Insgesamt wird hier mit Rechtspopulismus auf Rechtspopulismus reagiert, der Antiextremist ist am Ende selbst der Extremist. So ist es wohl auch am bequemsten. Schnell kristallisiert sich allerdings der Schwachsinn der Extremismustheorie überhaupt heraus, denn faktisch liegen die Probleme des Absoluten, Totalitären nicht am Rande unserer Gesellschaft. Sie blühen und gedeihen zwischen uns, wir alle sind für derlei ideologische Auswüchse mitverantwortlich. Wir formen den Diskurs.

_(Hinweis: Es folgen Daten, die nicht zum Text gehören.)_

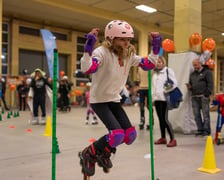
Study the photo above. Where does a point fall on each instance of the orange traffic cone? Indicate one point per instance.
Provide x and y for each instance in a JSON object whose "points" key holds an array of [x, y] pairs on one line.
{"points": [[92, 140], [48, 128], [209, 164], [29, 130]]}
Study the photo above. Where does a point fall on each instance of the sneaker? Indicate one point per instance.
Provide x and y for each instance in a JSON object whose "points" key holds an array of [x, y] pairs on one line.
{"points": [[161, 141], [103, 159], [88, 160], [199, 133], [172, 143], [43, 121], [34, 121]]}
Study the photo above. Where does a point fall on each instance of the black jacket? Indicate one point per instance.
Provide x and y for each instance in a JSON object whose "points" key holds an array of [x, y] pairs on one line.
{"points": [[201, 82]]}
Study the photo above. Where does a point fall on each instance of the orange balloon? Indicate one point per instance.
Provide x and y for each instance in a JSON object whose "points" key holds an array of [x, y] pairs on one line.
{"points": [[12, 87], [195, 39], [62, 73], [78, 92], [210, 63], [208, 44], [168, 45]]}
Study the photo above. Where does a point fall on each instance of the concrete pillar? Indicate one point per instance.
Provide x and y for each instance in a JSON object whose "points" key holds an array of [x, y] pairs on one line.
{"points": [[187, 20]]}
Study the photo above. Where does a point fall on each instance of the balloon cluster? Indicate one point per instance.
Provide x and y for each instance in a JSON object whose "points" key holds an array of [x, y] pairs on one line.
{"points": [[168, 45], [208, 45]]}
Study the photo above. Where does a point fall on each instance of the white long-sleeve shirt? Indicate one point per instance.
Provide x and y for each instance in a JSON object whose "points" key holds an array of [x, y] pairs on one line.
{"points": [[158, 80], [110, 78]]}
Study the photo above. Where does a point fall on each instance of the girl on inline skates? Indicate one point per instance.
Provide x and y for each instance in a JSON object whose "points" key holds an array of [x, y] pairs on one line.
{"points": [[109, 65]]}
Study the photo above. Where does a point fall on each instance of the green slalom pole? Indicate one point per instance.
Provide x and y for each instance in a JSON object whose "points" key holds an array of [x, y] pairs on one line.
{"points": [[150, 123], [54, 140]]}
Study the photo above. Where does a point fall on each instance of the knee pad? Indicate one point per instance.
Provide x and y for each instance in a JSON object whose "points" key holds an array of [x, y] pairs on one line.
{"points": [[115, 137], [130, 135]]}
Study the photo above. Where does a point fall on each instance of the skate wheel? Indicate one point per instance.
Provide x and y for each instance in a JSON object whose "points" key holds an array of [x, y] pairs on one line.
{"points": [[86, 177], [106, 170]]}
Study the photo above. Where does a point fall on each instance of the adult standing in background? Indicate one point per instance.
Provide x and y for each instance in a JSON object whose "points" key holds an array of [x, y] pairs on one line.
{"points": [[144, 96], [159, 79], [201, 86], [2, 90]]}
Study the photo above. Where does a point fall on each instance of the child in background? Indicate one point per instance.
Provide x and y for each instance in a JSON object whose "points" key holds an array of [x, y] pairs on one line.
{"points": [[89, 109], [219, 101]]}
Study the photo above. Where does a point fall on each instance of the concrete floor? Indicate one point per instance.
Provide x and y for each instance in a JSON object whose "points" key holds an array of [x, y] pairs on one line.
{"points": [[27, 155]]}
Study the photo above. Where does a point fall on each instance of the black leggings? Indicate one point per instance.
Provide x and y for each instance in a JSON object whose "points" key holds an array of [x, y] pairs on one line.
{"points": [[162, 113], [114, 117]]}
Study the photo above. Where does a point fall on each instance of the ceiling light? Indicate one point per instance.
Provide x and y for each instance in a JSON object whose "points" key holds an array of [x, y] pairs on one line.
{"points": [[145, 8]]}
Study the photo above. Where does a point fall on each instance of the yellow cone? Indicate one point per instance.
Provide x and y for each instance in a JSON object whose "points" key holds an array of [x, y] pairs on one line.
{"points": [[209, 164], [48, 128]]}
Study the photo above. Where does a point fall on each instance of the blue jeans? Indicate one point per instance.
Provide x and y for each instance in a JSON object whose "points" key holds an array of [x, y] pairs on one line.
{"points": [[200, 107]]}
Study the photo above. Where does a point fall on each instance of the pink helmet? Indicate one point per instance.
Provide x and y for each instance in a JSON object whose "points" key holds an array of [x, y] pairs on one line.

Einen Schuldigen ausfindig machen zu wollen ist also ein hoffnungsloses Gerenne gegen die Wand. Wir müssen stattdessen aktiv einen Gegendiskurs bilden, der imstande ist, die Definitionen „unserer“ Werte auf ein menschliches Minimum zurückzuführen und aus historischen Entwicklungen Schlüsse zu ziehen, statt sie wie trocken Brot zu zerkauen. Wir müssen faschistoiden Tendenzen dezidiert entgegentreten, statt uns nur immer wieder von ihnen auszuschließen und am Ende selbst davon behaftet zu sein.